I was really lucky that I started working in the mid-80s and had disposable income then that I could use to buy many of those synths back then. The digital synths were coming out and people were scrapping all their old analog stuff, and I was able to buy several synths that had cost $5000 just a couple years before for less than $400!
Hmmm, reminds me a lot like the camera world a couple years ago - especially for large format cameras.

Kirk Keyes
09-25-2011, 07:30 PM
BIll - was George Harrison playing with Shankar the first time you mentioned seeing him and not the second time?

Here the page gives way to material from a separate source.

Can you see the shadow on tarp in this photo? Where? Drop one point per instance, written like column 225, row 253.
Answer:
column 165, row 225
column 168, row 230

And sitars are very cool sounding as well - very non-western sounding. I have a few floppy disks (5 1/4") for my Emulator II sampler with sitar samples on it. But the sampler doesn't really do justice to an original instrument like a sitar...

wildbillbugman
09-26-2011, 11:17 AM
Kirk,
There were Throat singers long befor Synthesizers,analog or digital. Had you heared throat singing in ,say 1956, would you think that they sounded
synthetic? I doubt that that word could have been applied to any form of music back then. Soon, the New York Philharmonic will be tuning its instruments to more closely sound like a digital recording. "Life immitating Art".
Bill

Photo Engineer
09-26-2011, 11:48 AM
Or art imitating life! ;)

Forbidden Planet, a movie released in 1956 and filmed in 1955 used synthesized music. (Elelectronic Music by Louis and Bebe Barron)

So......

Anyhow, back to what we are doing.

PE

dwross
09-28-2011, 04:28 PM
The first Great Travel Experiment is over and it all worked better than I could have hoped (and I'm a wildly optimistic person.) Travel with handmade film is identical to travel with any other kind of film. At no time was there a sense that I was 'working alternative.' It helped that I worked with TechPan sheet film for years. The film I was using last week exposes almost identically. My old habits kicked in and I didn't even use an exposure meter. Much better latitude than TechPan at development time, though. I can highly recommend the experience to anyone willing to embrace slow photography.

Best to you all, whatever your photographic (or musical :)) pursuits. carpe diem.
Denise
www.thelightfarm.com

Kirk Keyes
10-02-2011, 08:18 PM
Looks great, Denise!

Now was this roll film or plates or sheets?